Ce voyage perpétuel, c’est ce que j’ai préféré. Kate McAlistair excelle dans l’art de faire sentir les choses : le souffle des chevaux, la menace des moustiques, la pestilence des cadavres, le merveilleux des lotus ou des cascades, le luxe des palais. J’ai entendu les tangos argentins, j’ai senti l’odeur du thé, j’ai humé les remugles des quartiers pauvres de Calcutta, j’ai vu la soif de tuer des tigres (et des hommes), j’ai tremblé devant les tortures infligées aux ennemis, j’ai été émue aux larmes par le courage de Sœur Justine, j’ai été happée, notamment par la description du typhon au bord de la mer, c’est aussi effrayant que merveilleux, j’en ai eu le souffle coupé. Ce livre est un de ceux qui ne se contentent pas d’être lus, il se vit, il se sent, c’est vraiment magique.

Quant à l’histoire… Quelle force ! L’autrice a l’intelligence de ne pas rompre avec Jezebel et Jan, même si le lecteur sait tout ce qu’il faut savoir sur eux, tout en focalisant sur Liàn, dont elle avait fait, dès le premier tome, le fruit des aventures incroyables de sa mère. Petite métisse née hors mariage, fruit d’une unique union avec un prince assassiné par un homme monstrueux, élevée seule par sa mère puis adoptée par son amour de jeunesse, l’amour de sa vie, Liàn possède en elle-même tous les éléments nécessaires à une intrigue riche et dont elle-même est le cœur. Alors qu’elle croit avoir tout pour être heureuse, la jeune fille va vite s’apercevoir qu’il lui manque la vérité sur son essence même, sur son âme.
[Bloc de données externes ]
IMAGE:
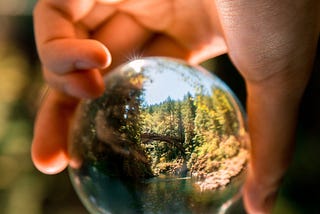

Il lui faudra croiser le chemin d’un homme aussi vil que le Baron von Rosenheim qui voulait anéantir sa mère et dont elle ne sait pas grand-chose, rencontrer sur cette route un homme aussi bon que l’était Jan. Mais les similitudes s’arrêtent ici, tout n’est que symbole. Quand sa mère comprend quel chemin sa fille va être obligée de parcourir, elle accepte de s’effacer pour que sa petite Mary-Leela aille à la rencontre de son destin, en Inde, évidemment.

Ces trois tomes sont un régal pour tous les sens, je vous invite chaleureusement à faire ce voyage avec Kate McAlistair. Son style est beau, poétique, chatoyant. Son récit est riche d’aventures, d’amour, de connaissances fines sur l’Histoire de l’Inde, sur la vie en Argentine. Ses personnages sont attachants, passionnés et inoubliables. Merci, Kate, pour ces quelques mille cinq cents pages de pur plaisir. Je continuerai à surveiller attentivement votre actualité, je suis sûre que vous avez encore de bien belles histoires à nous raconter et de beaux voyages à initier, dans lesquels j’ai bien l’intention de vous suivre.